BERT Embeddings

This page explains the concept of embeddings in neural networks and illustrates the function of the BERT Embedding Layer.

Understanding Embeddings

The features, or inputs, to any machine learning model can generally be considered either continuous or categorical.

Continuous features represent numerical values. Below are a few examples of continuous features:

  • The salary of an employee (e.g. 100,000).
  • The number of times a user has watched a video (e.g. 10).
  • The price of a house in dollars (e.g. 350,000).

Categorical features represent instances of a particular category. Categorical features have a finite set of possible values. Below are a few examples of categorical features:

  • The job title of an employee (e.g. “Manager”)
  • The genre of a movie (e.g. “Horror”)
  • The breed of a dog (e.g. “Labrador Retriever”)

An Embedding is a trained numerical representation of a categorical feature. In practice, this means a list of floating point values that are learned during model training. The number of these values, also called the Embedding size, can vary from model to model.

For example, if an embedding of size 8 was used to represent movie genres, then each genre would map to a particular list of 8 floating point values, and these values would be learned during training like any other trainable weight in the neural network.

BERT Embeddings

To represent textual input data, BERT relies on 3 distinct types of embeddings: Token Embeddings, Position Embeddings, and Token Type Embeddings.

Token Embeddings

Before a string of text is passed to the BERT model, the BERT Tokenizer is used to convert the input from a string into a list of integer Token IDs, where each ID directly maps to a word or part of a word in the original string.

For example, the string "hello, world!" is converted by the Tokenizer into the following Token IDs:

101 7592 1010 2088 999 102

>>> import transformers
>>> tokenizer = transformers.TFBertTokenizer.from_pretrained("bert-base-uncased")
>>> tokens = tokenizer(["hello, world!"])
>>> print(tokens['input_ids'])
tf.Tensor([[ 101 7592 1010 2088  999  102]], shape=(1, 6), dtype=int64)

For each unique Token ID (i.e. for each of the 30,522 words and subwords in the BERT Tokenizer’s vocabulary), the BERT model contains an embedding that is trained to represent that specific token. The Embedding Layer within the model is responsible for mapping tokens to their corresponding embeddings.

The examples on this page use the TFBertModel class from the HuggingFace transformers library to load and invoke a TensorFlow BERT model with pretrained weights.
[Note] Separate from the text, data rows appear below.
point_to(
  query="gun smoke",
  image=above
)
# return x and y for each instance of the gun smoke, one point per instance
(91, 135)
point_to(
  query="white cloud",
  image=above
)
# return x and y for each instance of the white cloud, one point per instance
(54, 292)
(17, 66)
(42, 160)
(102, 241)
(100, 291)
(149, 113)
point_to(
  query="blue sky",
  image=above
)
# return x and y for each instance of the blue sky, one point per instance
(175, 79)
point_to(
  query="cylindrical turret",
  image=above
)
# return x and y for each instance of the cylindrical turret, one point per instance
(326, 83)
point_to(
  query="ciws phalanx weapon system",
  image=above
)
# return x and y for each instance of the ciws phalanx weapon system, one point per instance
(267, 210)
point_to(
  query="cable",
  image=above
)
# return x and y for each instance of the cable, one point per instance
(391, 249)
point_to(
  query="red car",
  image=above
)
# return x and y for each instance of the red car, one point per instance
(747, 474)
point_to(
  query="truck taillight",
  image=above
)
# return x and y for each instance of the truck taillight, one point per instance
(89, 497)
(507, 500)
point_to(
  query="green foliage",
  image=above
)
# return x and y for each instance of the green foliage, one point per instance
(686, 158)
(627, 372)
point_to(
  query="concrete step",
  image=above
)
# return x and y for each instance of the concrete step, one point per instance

>>> # initialize a pretrained BERT model. 
>>> model = transformers.TFBertModel.from_pretrained("bert-base-uncased")

The bert.embeddings attribute of the model object can be used to view and execute the embedding layer on its own. The weight attribute of the layer contains the Token Embeddings (i.e. the embeddings for each token in the BERT tokenizer’s vocabulary).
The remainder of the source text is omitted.